Lang: Nicht, wenn die Menschen das Geld zurückbekommen. Dafür haben wir uns auf ein Klimageld geeinigt, das dafür sorgen wird, dass die Menschen mehr auf dem Konto haben als zuvor.
Wann kommt dieses Klimageld?
Lang: In den nächsten Jahren. Erst einmal schaffen wir zum 1. Juli die EEG-Umlage ab. Das Klimageld wird der nächste Schritt sein.
Was sagen Sie den Aktivisten, die Straßen blockieren, weil Ihnen der Klimaschutz nicht weit genug geht?
Lang: Dass sie damit aufhören sollen, Menschen zu gefährden. Dass so viele Lebensmittel weggeworfen werden, ist gerade angesichts der Klimakrise natürlich ein großes Problem. Unser Agrarminister arbeitet unter Hochdruck daran, Lebensmittelverschwendung in der gesamten Wertschöpfungskette zu reduzieren. Aber diese Gruppe verspielt die Chance auf Mehrheiten für diese Anliegen, wenn sie dafür sorgt, dass Rettungswagen blockiert werden, Lehrerinnen zu spät zur Arbeit oder Pflegekräfte von der Nachtschicht nicht nach Hause kommen.

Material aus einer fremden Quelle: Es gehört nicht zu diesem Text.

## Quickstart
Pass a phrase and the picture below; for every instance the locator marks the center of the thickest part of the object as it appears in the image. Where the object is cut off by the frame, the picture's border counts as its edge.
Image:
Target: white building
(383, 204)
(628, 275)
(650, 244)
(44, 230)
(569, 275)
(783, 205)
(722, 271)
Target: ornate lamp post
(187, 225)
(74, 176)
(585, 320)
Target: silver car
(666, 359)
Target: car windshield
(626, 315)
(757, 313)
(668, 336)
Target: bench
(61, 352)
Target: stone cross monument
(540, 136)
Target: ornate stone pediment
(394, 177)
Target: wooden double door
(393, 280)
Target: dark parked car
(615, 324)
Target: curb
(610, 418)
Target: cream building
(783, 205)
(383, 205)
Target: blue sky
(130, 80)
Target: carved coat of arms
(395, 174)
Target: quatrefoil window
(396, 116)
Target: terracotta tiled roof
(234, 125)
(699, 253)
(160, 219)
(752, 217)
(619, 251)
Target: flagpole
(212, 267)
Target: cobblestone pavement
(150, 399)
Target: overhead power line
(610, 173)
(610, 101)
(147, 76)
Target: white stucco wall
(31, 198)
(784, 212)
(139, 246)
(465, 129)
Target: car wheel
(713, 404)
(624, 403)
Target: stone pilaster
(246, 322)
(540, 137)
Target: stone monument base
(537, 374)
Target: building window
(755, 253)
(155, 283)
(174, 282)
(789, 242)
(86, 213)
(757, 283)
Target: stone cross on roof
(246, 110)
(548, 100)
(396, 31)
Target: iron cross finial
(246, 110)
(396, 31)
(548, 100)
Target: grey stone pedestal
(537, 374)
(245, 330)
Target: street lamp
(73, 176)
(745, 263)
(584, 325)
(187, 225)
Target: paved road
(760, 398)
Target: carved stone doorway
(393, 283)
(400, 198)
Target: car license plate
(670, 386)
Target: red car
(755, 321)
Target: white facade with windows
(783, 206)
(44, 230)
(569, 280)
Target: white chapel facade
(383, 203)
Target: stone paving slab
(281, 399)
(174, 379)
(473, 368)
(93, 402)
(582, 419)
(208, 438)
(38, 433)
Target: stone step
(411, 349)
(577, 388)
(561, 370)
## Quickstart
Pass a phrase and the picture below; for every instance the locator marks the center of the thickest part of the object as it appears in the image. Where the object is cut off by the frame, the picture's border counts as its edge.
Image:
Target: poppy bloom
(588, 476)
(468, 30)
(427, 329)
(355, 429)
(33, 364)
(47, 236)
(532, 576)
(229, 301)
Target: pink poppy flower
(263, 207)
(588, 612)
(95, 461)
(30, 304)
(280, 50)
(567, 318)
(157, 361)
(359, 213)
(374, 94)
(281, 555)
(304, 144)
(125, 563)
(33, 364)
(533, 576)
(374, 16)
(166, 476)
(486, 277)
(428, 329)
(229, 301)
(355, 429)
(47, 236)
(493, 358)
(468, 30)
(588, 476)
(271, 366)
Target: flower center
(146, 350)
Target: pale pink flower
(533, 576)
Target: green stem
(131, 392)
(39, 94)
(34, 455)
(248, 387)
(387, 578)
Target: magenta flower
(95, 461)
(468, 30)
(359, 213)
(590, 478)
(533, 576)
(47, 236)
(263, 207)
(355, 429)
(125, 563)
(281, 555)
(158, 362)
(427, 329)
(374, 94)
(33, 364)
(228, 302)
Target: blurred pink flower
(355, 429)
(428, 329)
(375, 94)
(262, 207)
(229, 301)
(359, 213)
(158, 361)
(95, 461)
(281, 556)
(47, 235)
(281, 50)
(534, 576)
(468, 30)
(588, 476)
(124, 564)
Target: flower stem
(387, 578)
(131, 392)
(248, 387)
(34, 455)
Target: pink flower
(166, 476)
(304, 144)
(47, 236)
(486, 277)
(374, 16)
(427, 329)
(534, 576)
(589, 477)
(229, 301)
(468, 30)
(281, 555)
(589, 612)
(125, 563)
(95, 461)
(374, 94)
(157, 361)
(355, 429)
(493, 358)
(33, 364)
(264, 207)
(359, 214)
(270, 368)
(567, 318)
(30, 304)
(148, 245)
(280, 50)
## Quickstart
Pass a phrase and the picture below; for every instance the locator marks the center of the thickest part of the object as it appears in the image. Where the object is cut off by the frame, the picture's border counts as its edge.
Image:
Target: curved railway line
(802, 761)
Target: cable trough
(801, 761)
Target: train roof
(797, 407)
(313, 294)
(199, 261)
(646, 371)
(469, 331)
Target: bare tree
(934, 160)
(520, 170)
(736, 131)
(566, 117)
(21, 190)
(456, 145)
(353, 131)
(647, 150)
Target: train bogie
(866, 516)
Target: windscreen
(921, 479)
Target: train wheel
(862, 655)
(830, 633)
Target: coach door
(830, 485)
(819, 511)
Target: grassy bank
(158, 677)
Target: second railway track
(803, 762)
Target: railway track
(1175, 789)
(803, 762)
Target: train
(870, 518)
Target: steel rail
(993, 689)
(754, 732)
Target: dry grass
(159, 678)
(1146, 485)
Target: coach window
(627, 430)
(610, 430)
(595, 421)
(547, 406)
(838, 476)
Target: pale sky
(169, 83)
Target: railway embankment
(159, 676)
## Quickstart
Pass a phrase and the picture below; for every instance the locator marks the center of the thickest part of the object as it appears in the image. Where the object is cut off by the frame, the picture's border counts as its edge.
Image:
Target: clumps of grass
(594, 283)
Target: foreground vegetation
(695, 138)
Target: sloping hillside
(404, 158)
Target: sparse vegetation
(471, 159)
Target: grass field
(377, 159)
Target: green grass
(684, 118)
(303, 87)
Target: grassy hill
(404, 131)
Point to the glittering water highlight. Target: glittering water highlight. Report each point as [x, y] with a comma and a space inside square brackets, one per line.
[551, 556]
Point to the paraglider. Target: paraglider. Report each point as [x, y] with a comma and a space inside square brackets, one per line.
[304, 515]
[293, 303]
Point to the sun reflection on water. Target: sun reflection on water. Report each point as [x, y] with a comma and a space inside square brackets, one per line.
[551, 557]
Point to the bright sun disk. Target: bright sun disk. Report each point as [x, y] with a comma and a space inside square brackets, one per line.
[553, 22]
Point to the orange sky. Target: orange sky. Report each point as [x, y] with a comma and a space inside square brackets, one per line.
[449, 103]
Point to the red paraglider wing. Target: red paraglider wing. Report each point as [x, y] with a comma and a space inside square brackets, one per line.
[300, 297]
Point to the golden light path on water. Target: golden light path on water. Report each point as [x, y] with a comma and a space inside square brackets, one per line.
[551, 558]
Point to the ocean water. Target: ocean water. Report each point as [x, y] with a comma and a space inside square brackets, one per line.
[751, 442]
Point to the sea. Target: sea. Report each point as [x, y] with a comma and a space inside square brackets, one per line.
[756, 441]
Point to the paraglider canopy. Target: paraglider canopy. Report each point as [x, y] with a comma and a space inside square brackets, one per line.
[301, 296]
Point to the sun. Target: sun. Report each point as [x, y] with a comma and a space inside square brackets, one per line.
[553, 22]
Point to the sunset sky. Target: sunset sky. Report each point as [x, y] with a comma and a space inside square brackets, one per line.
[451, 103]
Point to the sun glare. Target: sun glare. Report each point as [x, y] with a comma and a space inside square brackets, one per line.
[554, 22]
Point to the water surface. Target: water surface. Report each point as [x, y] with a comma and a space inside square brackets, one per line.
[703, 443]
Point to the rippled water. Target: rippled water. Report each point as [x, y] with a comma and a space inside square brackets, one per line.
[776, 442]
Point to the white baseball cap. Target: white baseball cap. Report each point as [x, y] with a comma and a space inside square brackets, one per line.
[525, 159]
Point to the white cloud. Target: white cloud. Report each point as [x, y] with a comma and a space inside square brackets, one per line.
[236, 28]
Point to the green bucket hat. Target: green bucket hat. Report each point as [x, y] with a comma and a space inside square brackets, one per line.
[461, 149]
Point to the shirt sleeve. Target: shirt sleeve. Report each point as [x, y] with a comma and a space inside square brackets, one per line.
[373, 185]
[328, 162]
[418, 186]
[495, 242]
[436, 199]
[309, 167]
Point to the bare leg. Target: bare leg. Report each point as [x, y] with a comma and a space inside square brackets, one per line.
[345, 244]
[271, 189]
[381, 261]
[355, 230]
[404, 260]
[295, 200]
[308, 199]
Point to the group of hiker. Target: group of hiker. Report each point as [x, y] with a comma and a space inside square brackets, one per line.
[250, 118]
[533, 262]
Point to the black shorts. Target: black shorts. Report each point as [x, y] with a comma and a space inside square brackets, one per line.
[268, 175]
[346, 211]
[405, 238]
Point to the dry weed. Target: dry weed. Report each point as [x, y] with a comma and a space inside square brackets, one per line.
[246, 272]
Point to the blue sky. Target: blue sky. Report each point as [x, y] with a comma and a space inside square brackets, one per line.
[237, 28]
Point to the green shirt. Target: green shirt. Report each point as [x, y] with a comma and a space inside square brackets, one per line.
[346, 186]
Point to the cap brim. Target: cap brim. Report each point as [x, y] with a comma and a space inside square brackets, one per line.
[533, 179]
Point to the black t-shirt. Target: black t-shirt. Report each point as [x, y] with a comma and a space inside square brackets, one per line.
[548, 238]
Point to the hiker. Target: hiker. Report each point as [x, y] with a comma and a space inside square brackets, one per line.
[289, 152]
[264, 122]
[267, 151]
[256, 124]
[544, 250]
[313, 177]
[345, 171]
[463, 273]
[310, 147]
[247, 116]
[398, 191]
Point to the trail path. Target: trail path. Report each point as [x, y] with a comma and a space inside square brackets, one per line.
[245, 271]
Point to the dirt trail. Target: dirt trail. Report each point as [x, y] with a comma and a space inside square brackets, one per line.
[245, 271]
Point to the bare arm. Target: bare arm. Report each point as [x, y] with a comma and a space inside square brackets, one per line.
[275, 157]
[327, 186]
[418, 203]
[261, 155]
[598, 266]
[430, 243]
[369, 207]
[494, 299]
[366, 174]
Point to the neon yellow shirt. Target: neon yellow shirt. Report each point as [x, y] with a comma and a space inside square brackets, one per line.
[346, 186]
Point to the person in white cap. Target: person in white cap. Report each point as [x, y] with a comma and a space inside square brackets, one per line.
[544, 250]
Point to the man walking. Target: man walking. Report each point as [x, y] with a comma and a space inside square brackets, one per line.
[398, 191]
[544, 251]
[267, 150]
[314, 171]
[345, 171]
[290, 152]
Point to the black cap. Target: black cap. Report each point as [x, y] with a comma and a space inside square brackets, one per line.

Vor einigen Tagen haben Sie noch Sympathie für ‚zivilen Ungehorsam’ gezeigt. Woher kommt der Sinneswandel?
Lang: Meine Sympathie für friedlichen und wirkungsvollen Protest als Teil der Demokratie ist ungetrübt. Aber ich habe von Anfang an gesagt, dass das nur geht, wenn niemand dabei gefährdet wird. Das bleibt meine Linie.